Nesses diferentes engajamentos apostálicos destacamos o incomparável papel que Maria teve na história da salvação e que hoje ainda é o seu na vida da Igreja.

24. Discípulos de Cristo, vivemos em comunhão com ele. Apóstolos seus, nós nos deixamos conduzir, como Ele, pelo Espírito, para o cumprimento do desígnio de amor do Pai.

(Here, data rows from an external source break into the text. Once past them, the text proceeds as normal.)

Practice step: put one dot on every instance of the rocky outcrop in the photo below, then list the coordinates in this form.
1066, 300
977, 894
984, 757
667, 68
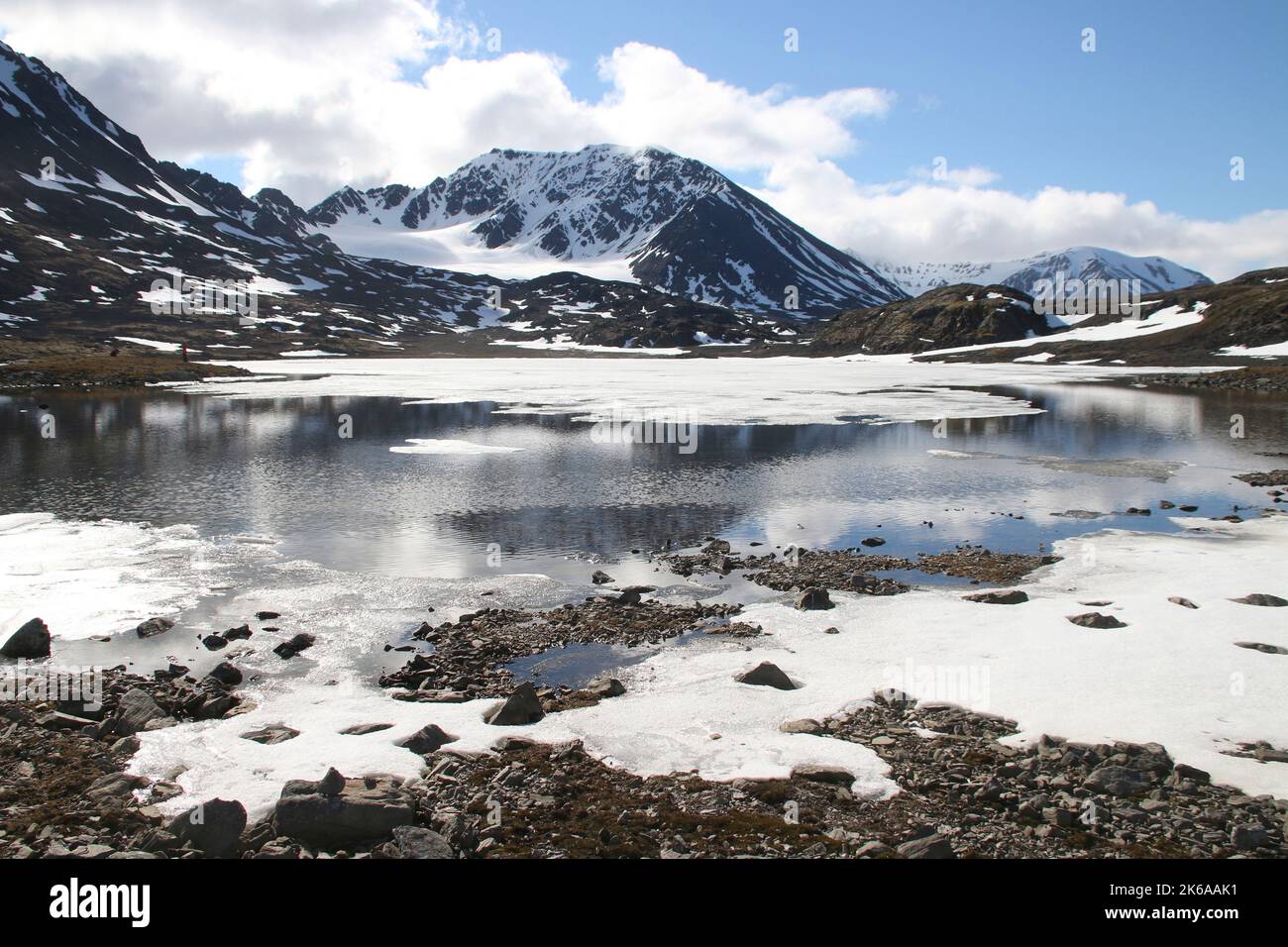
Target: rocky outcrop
961, 315
335, 810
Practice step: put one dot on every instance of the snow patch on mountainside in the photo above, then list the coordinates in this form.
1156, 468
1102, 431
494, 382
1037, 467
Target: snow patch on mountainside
1155, 273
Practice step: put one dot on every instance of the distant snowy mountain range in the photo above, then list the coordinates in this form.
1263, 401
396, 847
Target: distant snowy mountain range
605, 247
1155, 274
640, 214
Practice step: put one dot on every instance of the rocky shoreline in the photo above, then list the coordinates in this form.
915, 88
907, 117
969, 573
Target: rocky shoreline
964, 789
63, 793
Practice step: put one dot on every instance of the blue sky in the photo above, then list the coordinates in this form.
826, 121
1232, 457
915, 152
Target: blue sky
1171, 93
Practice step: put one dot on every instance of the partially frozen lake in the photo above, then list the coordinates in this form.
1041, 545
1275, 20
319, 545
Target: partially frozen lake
291, 493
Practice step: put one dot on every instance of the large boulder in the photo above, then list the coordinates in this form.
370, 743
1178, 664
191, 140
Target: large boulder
211, 827
767, 674
339, 812
520, 707
31, 641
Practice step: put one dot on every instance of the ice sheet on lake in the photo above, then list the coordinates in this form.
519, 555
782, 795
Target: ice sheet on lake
101, 578
1173, 676
707, 390
417, 445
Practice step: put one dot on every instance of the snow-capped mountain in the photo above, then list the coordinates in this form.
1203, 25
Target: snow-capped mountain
1155, 273
89, 221
642, 214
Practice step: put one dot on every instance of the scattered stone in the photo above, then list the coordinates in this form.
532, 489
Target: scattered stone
803, 725
210, 827
417, 841
137, 710
835, 776
1262, 648
226, 674
893, 697
1000, 598
1117, 781
361, 729
327, 813
767, 674
1096, 620
927, 847
606, 686
1274, 478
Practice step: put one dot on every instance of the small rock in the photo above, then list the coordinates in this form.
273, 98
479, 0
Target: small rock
520, 707
361, 729
153, 628
803, 725
297, 643
999, 598
835, 776
1096, 620
213, 827
606, 686
1261, 599
426, 740
417, 841
226, 674
1262, 648
1117, 781
273, 733
928, 847
814, 599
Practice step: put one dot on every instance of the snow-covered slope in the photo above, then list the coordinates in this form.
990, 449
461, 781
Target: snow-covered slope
608, 211
1155, 273
89, 219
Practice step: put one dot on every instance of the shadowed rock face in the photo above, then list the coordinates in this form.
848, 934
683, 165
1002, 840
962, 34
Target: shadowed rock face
31, 641
947, 317
336, 810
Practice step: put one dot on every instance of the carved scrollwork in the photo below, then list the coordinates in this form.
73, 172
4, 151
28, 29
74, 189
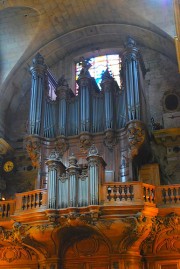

Nossa vida, como a do Cristo, será feita ao mesmo tempo de oração e de ação apostólica a serviço dos homens, pelo Reino de Deus.

25. O Cristo veio para trazer a Boa Nova da libertação a todos os homens; tinha um olhar especial para os pobres e os oprimidos. Maria, em salette, comunicou sua Mensagem a todo seu povo, através dos pequenõs e dos humildes. Da mesma forma, em nossas diferentes atividades apostólicas junto ao Povo de Deus inteiro, vamos de preferência aos abandonados desse mundo, e aos que estão longe de Deus e da Igreja.

26. Sensíveis às necessidades da Igreja universal e das Igrejas locais, e em conformidade com nosso carisma, atentos aos sinais dos tempos, generosamente nos entregamos às tarefas apostólicas para as quais, através da oração e do discernimento, nos sentimos chamados pela Providência. Além disso, questionamos de boa vontade nossas atividades apostólicas e procuramos renovar nossos métodos de ação, adaptando-os sempre melhor às circunstâncias de lugar e tempo e às exigências do ambiente em que trabalhamos.

27. Todos, Padres e Irmãos, segundo os diferentes ministérios e trabalhos que somos chamados a realizar, participamos da missão de Reconciliação confiada pela Igreja à Congregação.

28. Para um melhor serviço, trabalhamos em estreita colaboração com os leigos, o clero diocesano e as outras Congregações, sob a autoridade do Bispo e segundo as orientações pastorais da Igreja.